Data needs to be a DataFrame that at least contains the columns: Open Close High Low Volume
It plots candles and optionally volume, but can plot any list of pandas series with indicators (float values) with same index.
Indicators will be plotted below the candles in subplots according to a row position number, counting 1 as overlay in the candles subplot and the rest in row subplots. Several indicators can be plotted in the same row to overlay between them and compare.
Note
Beware of zeros or values in a different scale when plotting overlapped over candles, that can break the scale of the graph.
- Parameters:
data (pd.DataFrame) – a DataFrame that at least contains the columns: Open Close High Low Volume
indicators_series (list or pd.DataFrame) – a list of pandas series with float values as indicators.

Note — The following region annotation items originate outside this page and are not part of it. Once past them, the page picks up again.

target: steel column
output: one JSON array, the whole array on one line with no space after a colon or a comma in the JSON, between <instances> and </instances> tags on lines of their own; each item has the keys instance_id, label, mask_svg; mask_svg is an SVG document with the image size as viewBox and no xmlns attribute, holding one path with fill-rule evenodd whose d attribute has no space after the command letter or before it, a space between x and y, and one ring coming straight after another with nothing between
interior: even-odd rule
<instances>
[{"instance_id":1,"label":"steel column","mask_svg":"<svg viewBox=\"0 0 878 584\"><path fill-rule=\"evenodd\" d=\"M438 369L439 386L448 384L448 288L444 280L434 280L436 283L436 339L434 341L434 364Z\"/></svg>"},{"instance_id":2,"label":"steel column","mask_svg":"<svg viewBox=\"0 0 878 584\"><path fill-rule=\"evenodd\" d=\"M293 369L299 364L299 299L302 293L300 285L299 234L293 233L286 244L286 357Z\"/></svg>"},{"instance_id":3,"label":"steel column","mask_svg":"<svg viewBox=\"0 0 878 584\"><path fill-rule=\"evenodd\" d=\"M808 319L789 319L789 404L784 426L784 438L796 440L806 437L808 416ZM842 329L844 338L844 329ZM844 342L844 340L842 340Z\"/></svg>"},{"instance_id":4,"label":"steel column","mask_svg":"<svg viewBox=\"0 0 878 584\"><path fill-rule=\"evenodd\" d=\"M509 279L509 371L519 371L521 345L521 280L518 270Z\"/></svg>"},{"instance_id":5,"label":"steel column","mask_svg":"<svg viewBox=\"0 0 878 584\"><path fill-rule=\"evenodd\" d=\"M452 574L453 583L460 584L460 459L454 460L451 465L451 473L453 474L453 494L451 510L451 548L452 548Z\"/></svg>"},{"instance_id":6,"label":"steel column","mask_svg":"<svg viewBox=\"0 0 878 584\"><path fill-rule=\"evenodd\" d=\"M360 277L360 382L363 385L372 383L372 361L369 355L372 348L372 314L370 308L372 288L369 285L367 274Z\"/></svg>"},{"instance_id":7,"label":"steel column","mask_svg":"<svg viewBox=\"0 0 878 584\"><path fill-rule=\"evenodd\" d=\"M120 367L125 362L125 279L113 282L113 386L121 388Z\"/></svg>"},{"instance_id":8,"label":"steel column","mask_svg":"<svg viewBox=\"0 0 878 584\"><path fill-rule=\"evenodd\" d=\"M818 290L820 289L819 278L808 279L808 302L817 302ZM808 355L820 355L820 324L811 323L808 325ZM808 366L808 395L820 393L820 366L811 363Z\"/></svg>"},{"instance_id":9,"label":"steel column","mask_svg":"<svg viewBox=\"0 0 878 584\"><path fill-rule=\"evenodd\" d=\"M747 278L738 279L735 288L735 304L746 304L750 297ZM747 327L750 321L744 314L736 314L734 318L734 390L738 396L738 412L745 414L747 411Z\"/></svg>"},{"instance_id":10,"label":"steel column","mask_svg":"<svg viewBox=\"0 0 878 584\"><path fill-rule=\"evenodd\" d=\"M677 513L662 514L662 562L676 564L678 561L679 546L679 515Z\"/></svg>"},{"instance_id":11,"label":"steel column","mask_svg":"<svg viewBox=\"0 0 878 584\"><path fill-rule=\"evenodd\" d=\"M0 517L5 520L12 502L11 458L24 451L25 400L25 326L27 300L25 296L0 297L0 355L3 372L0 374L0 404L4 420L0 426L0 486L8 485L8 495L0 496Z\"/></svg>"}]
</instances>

rows_pos (list) – 1 means over the candles. Other numbers mean subsequent subplots under the candles.
indicator_names (list) – Names to show in the plot. Defaults to series name.
indicators_colors (list) –
Color can be forced to anyone from the plotly colors list.
indicators_color_filled (list or dict) – Color can be forced to fill to zero line. Is a list of Nones for each indicator in indicator list or a fillcolor. For transparent colors use rgba string code to define color. Example for transparent green ‘rgba(26,150,65,0.5)’ or transparent red ‘rgba(204,0,0,0.5)’. It can be a dictionary with each indicator column name and fill color.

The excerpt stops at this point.